The prose is up to McGuire's usual standard, using clear and undistracting language, crafting evocative images through mildly synesthetic description (I don't know what color "poison apple green" is, but at the same time I do know, you know?), and allowing the self-aware, grown-up first person protagonist to tell and show what she's feeling. Readers highly familiar with McGuire's writing may be able t predict some lines of narration word for word. To be clear, this is a question of writing style, not characterization. Henry Marchen is not October Daye (however similar her early morning crankiness in the first few pages might feel), nor is she Verity Price. She is a grownup from the start, self-possessed and comfortable being in a position of authority. She grew up under the care of the ATIMB, and there are a lot of normal-person things she hasn't done (like dating, and going to a bar for social rather than professional reasons), but even these unknowns don't seem to phase her much. Henry is a bit rigid in her management of her own potential fairy-tale status, and her greatest personal struggles involve integrating (rather than containing) the Snow White part of herself, and noticing and knowing what to do when the people around her are losing their goddamn minds. There's a lot of room to read mental illness or neurodivergence metaphors into the various fairy-tale statuses of the characters, but it's never forced.
Which brings me to Sloan Winters. Your mileage will almost certainly vary, but I haven't found a McGuire character this painfully relatable since Nancy Whitman, and truth be told I'm much more of a Sloan than a Nancy. Sloan is a Wicked Stepsister "frozen" in her narrative, and struggles against a constant internal monologue of spite and resentment.

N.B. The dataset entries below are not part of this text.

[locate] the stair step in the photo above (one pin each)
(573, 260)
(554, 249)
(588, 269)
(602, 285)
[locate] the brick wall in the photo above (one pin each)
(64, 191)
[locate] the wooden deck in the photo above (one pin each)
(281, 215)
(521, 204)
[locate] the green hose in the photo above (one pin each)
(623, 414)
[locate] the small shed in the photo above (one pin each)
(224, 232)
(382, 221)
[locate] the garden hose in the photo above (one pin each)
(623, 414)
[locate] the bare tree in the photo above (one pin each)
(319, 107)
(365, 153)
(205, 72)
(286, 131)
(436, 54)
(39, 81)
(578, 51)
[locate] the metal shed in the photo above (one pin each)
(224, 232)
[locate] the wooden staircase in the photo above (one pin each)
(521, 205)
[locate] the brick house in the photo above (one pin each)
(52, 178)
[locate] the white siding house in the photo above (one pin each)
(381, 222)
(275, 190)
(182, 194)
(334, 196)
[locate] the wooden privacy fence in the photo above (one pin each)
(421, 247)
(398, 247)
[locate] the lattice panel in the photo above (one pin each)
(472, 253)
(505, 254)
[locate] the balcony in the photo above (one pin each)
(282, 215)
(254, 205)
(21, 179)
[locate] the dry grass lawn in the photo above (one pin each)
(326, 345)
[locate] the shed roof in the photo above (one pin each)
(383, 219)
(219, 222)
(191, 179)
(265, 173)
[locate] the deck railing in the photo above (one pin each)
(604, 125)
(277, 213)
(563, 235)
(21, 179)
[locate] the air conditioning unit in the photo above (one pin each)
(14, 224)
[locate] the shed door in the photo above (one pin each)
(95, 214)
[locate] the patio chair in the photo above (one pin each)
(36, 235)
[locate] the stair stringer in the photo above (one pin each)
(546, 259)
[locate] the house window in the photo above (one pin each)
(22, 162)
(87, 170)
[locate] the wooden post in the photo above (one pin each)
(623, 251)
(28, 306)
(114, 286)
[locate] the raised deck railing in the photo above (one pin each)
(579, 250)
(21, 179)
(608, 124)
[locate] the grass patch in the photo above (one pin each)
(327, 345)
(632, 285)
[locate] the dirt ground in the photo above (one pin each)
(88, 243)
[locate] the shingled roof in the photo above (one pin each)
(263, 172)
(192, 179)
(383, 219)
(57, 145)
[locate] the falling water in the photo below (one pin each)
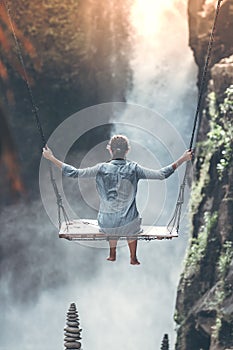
(120, 306)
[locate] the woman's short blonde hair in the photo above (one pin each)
(119, 145)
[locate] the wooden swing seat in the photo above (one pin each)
(88, 230)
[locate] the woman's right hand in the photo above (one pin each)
(47, 153)
(188, 155)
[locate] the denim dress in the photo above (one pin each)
(116, 184)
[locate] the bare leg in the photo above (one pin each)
(112, 252)
(133, 252)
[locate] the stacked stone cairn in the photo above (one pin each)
(165, 343)
(72, 330)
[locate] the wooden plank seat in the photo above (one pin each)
(85, 229)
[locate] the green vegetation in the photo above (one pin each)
(198, 245)
(222, 290)
(219, 140)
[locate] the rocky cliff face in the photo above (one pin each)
(76, 55)
(204, 306)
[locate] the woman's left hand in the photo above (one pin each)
(47, 153)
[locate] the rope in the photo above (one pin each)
(175, 220)
(205, 70)
(35, 111)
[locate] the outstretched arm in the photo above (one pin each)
(184, 158)
(69, 170)
(48, 154)
(161, 174)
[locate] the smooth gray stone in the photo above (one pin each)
(69, 339)
(73, 345)
(72, 324)
(72, 329)
(72, 335)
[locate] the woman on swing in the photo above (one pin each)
(116, 183)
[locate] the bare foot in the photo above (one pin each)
(134, 262)
(111, 258)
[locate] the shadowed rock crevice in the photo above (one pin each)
(204, 315)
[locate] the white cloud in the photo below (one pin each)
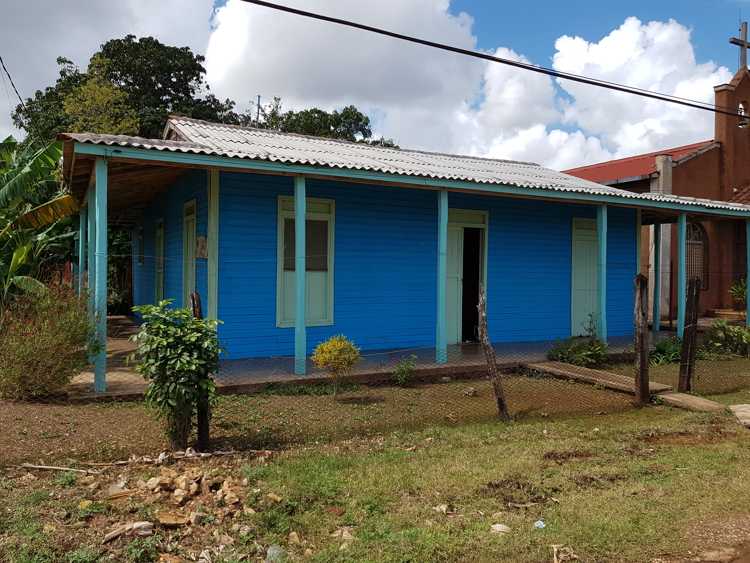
(422, 97)
(655, 56)
(433, 100)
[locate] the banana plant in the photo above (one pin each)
(26, 172)
(11, 276)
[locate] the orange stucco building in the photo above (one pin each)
(718, 169)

During the story, Sloan "manifests" and has several near misses with poisoning Henry, having to spill or throw out food or drinks that she herself poisoned. Here again, there is room to read a mental illness metaphor into the effects of the narrative, although as far as I am aware there is no mental disorder which routinely causes an overriding compulsion to poison one's friends and coworkers. (If forced to squeeze Sloan's experience into real world diagnoses, I might assess it as some toxic fantasy hybrid of OCD and Borderline or Paranoid Personality Disorder, with the compulsions gaining their force from anger and resentment over real of perceived slights, rather than irrational anxiety. Circumstances beyond her control alter her thoughts, feelings, and actions, and she just manages as best she can. And this is where it gets really remarkable, because the rest of the team unequivocally supports her. At one point she basically tells Henry "I tried to poison you like three times this week" and Henry just hugs her and says she'll look after her. Obviously this is not in all situations the best way to respond to someone struggling with impulses to literally murder you, but Henry is in a situation where she is reasonably safe doing so, and she does, and that's kind of amazing.
In the writing of this review, I went back and forth on whether I was going to give books any kind of score or rating, and now that it comes to it I find I don't like the ideas. Suffice it to say that I recommend Indexing, especially if you're already a fan of McGuire's work, are a fairy tale nerd, or look for urban fantasy with female protagonists who have their shit together.